Still, you’re smart to resist the temptation to grab a poison spray, because it can harm the health of yourself and your family — and not even be worth the risk. A Stanford study found that toxic pesticides are no more effective than household cleansers in reducing home ant populations. Also, when ants’ homes are under stress, from winter rainstorms or summer droughts, it can be hard to keep them out no matter what you do.
A better way to preserve both your health and sanity is to use these easy less-toxic methods for constructively managing one of our most prevalent earth companions.
Your First Steps
• Eliminate what’s attracting the ants. Follow their trail to discover what food needs to be cleaned up, sealed up, or put in the fridge. Empty the trash and wash the can. If they’ve found your pet food bowl, place it in a larger dish filled with a soapy water moat.
• Block their entry point. Follow the ants’ trail back to where it enters the house, and plug those holes with caulk or toothpaste.
• Wipe paths with a clean soapy sponge, to remove the ants’ pheromone trail. For more potency, add vinegar.
• Be consistent about keeping your kitchen clean, wiping counters and putting food away. Avoid leaving food elsewhere in the house. I call these little guys “Housekeeping Ants” because (like a white-gloved matron) they show me where I need more attention in my housecleaning practices!
Kick It Up A Notch
If, even after the above steps, your ants still persist in their misadventures, try these additional methods.
• Remove outside attractants. Look at the outside wall of their entry point. Is something there attracting them, such as a garbage can, compost pile, or vegetation? Consider pulling that away from the house.
• Disrupt ant trails by placing pungent scents at key spots, such as entry points and around unavoidable enticements like houseplants. Just strategically sprinkle dried or fresh herbs, such as cinnamon, nutmeg, chili pepper, bay leaves, rosemary, spearmint, catnip, and sage. (Use whatever you have around.) Or make a spray by brewing any of these herbs into a tea; diluting their essential oils in water; or warming orange peels in water. (The latter has become my current favorite.)
If you want a ready-made option, consider the less-toxic insecticide Orange Guard, made from a by-product of steam-distilled citrus peels. All ingredients are FDA food-grade and GRAS (Generally Recognized As Safe), and the product also works on other insects, such as aphids and fleas. Tests show that it has no significant toxicity to humans, though contact can irritate eyes or skin. Orange Guard is at stores (such as Sebastopol Hardware and Friedman’s) or see
If It’s Still Serious
For stubborn and significant problems, consider these next-tier approaches.
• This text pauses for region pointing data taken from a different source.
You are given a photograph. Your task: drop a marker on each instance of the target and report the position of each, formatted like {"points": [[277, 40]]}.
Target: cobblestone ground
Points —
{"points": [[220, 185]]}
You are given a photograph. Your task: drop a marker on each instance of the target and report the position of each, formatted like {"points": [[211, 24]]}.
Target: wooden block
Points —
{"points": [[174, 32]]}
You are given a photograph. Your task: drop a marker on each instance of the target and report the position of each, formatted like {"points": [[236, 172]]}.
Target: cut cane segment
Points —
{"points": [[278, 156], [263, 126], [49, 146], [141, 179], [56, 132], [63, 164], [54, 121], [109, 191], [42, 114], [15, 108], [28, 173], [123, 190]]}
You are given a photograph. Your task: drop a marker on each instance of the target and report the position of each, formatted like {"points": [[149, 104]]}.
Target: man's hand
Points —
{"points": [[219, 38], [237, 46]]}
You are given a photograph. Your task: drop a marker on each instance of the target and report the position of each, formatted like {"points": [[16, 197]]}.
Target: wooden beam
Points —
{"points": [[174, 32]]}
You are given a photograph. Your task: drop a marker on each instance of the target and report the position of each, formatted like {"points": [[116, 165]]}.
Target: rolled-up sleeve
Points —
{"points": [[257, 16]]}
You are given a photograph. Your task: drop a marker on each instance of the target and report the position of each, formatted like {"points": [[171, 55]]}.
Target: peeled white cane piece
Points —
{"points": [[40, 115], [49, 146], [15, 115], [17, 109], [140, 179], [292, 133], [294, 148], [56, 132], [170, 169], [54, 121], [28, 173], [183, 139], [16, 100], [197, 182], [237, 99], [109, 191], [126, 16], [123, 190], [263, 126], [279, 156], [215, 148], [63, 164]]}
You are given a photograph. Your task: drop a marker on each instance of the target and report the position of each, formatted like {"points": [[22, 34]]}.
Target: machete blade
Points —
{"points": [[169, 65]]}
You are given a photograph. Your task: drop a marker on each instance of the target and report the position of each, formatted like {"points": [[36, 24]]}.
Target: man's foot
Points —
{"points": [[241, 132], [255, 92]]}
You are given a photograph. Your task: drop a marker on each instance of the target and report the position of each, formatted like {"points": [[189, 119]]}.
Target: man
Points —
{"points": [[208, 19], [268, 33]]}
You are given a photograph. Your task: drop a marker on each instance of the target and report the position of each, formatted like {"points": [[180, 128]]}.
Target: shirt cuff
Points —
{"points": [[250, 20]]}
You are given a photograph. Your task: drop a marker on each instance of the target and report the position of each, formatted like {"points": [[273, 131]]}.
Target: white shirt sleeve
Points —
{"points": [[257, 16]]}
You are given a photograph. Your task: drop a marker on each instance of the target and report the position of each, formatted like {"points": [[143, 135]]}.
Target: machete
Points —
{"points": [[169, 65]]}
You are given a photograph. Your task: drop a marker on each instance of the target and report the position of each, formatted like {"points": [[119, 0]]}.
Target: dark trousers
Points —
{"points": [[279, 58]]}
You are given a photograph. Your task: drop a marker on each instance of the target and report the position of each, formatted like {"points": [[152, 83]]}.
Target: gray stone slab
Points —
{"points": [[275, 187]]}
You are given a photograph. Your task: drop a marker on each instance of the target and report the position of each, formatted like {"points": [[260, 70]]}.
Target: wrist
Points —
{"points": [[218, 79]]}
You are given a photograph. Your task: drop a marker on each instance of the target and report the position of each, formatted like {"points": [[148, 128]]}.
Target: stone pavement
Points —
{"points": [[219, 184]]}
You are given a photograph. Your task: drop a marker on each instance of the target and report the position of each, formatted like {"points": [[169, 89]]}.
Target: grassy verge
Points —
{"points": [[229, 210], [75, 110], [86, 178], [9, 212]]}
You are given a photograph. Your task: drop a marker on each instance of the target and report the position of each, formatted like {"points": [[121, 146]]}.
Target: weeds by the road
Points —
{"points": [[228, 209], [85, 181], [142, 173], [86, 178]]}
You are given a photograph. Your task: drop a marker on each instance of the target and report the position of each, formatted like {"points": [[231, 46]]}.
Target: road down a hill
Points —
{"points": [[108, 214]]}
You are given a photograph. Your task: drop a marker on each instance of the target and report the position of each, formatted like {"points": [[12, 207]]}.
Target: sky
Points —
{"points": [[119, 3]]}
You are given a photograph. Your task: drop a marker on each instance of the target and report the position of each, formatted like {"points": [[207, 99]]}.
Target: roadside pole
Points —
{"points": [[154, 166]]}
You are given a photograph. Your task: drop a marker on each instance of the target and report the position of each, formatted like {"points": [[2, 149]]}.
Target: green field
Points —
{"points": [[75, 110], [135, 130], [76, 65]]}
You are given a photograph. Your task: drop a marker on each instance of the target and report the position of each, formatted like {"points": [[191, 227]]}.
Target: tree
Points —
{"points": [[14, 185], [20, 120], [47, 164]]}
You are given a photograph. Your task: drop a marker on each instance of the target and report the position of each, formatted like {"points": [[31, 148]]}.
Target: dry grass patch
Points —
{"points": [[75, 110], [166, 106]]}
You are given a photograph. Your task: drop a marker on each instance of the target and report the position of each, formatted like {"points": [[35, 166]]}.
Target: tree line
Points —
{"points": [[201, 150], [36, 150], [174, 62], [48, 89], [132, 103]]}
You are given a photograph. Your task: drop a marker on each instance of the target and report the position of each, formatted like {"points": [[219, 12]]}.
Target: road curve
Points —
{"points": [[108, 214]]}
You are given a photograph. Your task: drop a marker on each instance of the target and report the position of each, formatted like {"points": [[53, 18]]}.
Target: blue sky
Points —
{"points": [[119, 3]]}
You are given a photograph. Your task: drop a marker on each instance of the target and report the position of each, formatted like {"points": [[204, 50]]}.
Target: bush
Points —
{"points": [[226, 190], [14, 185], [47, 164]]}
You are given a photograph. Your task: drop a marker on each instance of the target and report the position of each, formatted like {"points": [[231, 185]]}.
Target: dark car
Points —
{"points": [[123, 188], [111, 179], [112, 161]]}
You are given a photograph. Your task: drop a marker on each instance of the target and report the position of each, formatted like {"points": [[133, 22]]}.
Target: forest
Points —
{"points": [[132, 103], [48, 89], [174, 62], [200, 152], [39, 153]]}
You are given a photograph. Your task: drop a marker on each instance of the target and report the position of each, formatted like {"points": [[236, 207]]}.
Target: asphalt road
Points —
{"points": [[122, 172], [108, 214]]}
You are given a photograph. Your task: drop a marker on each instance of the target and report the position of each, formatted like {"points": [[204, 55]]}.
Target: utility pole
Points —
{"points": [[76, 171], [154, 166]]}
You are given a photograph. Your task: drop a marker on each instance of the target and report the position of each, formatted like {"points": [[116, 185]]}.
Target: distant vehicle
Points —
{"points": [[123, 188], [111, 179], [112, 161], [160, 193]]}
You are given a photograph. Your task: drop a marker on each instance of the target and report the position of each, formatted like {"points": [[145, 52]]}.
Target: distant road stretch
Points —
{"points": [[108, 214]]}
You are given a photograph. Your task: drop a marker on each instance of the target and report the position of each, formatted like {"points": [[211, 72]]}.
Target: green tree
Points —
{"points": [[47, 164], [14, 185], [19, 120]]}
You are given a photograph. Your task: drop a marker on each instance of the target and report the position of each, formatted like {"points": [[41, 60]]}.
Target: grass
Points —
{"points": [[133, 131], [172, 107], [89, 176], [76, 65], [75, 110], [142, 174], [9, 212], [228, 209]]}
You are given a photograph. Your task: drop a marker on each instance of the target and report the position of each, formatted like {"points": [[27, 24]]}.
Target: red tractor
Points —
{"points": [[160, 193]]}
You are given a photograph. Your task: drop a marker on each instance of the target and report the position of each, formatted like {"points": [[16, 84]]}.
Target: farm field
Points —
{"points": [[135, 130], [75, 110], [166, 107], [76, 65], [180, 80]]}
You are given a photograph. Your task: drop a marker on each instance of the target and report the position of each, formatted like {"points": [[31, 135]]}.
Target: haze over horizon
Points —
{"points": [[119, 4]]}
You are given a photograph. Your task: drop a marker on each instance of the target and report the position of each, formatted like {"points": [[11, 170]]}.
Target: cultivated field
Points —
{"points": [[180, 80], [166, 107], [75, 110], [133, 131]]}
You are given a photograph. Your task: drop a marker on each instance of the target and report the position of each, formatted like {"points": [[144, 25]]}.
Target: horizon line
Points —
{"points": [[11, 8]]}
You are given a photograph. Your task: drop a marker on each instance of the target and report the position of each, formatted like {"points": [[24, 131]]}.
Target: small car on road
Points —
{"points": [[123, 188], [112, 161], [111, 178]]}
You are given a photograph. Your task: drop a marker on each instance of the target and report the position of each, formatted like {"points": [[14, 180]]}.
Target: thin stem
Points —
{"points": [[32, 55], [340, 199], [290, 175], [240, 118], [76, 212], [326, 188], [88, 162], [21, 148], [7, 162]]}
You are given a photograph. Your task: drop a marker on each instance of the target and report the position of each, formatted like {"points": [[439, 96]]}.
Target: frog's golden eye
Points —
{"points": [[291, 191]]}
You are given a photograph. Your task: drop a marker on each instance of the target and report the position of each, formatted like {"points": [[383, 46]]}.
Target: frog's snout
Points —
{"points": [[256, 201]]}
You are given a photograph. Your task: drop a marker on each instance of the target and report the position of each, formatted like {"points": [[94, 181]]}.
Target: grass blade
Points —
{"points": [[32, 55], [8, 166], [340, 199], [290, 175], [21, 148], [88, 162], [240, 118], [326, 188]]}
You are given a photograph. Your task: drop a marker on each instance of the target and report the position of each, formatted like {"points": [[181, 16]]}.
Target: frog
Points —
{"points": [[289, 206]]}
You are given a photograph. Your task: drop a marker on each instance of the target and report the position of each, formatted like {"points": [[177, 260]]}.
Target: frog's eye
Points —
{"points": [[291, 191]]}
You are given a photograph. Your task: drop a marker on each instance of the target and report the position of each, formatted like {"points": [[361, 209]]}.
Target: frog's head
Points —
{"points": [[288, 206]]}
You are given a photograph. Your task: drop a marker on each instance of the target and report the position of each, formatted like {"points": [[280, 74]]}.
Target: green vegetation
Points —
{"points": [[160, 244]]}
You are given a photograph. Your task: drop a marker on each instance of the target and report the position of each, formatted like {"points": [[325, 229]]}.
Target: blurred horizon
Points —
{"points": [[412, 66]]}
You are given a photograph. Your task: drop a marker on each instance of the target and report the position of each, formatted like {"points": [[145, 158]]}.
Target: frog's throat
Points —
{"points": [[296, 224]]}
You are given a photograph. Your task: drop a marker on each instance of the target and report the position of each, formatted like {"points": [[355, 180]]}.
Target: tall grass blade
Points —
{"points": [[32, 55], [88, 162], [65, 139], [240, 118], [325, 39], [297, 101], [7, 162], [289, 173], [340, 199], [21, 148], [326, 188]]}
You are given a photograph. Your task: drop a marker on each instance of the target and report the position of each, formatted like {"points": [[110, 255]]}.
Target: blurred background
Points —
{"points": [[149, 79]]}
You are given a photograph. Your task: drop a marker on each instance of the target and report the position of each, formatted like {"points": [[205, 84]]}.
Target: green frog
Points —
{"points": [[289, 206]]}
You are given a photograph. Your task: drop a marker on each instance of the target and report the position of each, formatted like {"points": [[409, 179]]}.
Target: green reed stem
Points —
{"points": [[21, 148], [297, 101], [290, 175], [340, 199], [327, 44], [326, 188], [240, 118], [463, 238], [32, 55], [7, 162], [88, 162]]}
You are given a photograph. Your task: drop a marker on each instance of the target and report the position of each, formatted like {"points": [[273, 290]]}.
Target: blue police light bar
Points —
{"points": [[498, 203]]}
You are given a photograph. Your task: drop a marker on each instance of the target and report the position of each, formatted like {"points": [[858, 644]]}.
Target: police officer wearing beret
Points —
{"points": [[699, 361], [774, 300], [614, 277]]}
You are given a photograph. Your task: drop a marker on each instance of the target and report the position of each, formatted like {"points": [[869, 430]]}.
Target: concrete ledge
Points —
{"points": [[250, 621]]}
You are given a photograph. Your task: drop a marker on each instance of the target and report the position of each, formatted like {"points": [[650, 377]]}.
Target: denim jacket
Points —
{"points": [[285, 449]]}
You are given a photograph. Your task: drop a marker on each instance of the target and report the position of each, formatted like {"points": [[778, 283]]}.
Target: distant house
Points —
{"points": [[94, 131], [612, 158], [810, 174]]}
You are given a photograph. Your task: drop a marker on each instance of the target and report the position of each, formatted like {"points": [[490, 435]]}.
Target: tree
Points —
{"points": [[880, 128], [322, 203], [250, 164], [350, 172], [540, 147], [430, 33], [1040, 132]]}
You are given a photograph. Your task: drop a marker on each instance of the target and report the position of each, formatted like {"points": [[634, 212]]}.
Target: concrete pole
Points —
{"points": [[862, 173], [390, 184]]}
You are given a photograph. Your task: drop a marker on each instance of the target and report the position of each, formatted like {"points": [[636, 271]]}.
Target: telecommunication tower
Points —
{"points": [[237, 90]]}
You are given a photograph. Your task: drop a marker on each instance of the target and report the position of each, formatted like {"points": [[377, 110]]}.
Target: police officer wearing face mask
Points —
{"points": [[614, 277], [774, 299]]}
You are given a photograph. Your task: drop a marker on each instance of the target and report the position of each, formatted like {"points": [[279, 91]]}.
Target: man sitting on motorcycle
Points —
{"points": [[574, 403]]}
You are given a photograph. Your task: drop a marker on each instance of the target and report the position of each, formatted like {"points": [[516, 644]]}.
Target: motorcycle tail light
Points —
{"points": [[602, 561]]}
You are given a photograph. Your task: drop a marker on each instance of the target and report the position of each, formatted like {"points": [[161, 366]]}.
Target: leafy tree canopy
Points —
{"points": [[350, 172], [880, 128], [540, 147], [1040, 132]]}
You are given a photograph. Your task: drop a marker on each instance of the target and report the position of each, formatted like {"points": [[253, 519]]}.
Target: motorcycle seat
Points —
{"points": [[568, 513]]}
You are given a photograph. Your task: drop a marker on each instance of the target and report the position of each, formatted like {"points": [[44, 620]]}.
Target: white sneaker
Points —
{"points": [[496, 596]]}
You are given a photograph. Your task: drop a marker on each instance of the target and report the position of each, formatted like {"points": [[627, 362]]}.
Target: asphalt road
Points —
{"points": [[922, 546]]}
• Use boric acid baits. If you truly can’t stop ants from coming into your home, this less-toxic pesticide can eliminate ants at their nest. In addition to boric acid (a mined odorless white powder used for a variety of insects), most baits include a sweetening lure and come in a convenient liquid form. Place baits out of the reach of curious pets and children.
Important: Read ant bait labels to avoid those with toxics such as arsenic, which can poison children, pets, and wildlife.
• Hire an expert who specializes in less-toxic remedies, such as bio-pest, 542-3030,
And, while protecting your turf, remember the big picture — that the 10,000 species of ants around the globe are an essential part of nature’s miraculous interwoven systems. Plus these social insects can lift 50 times their own weight! How cool is that?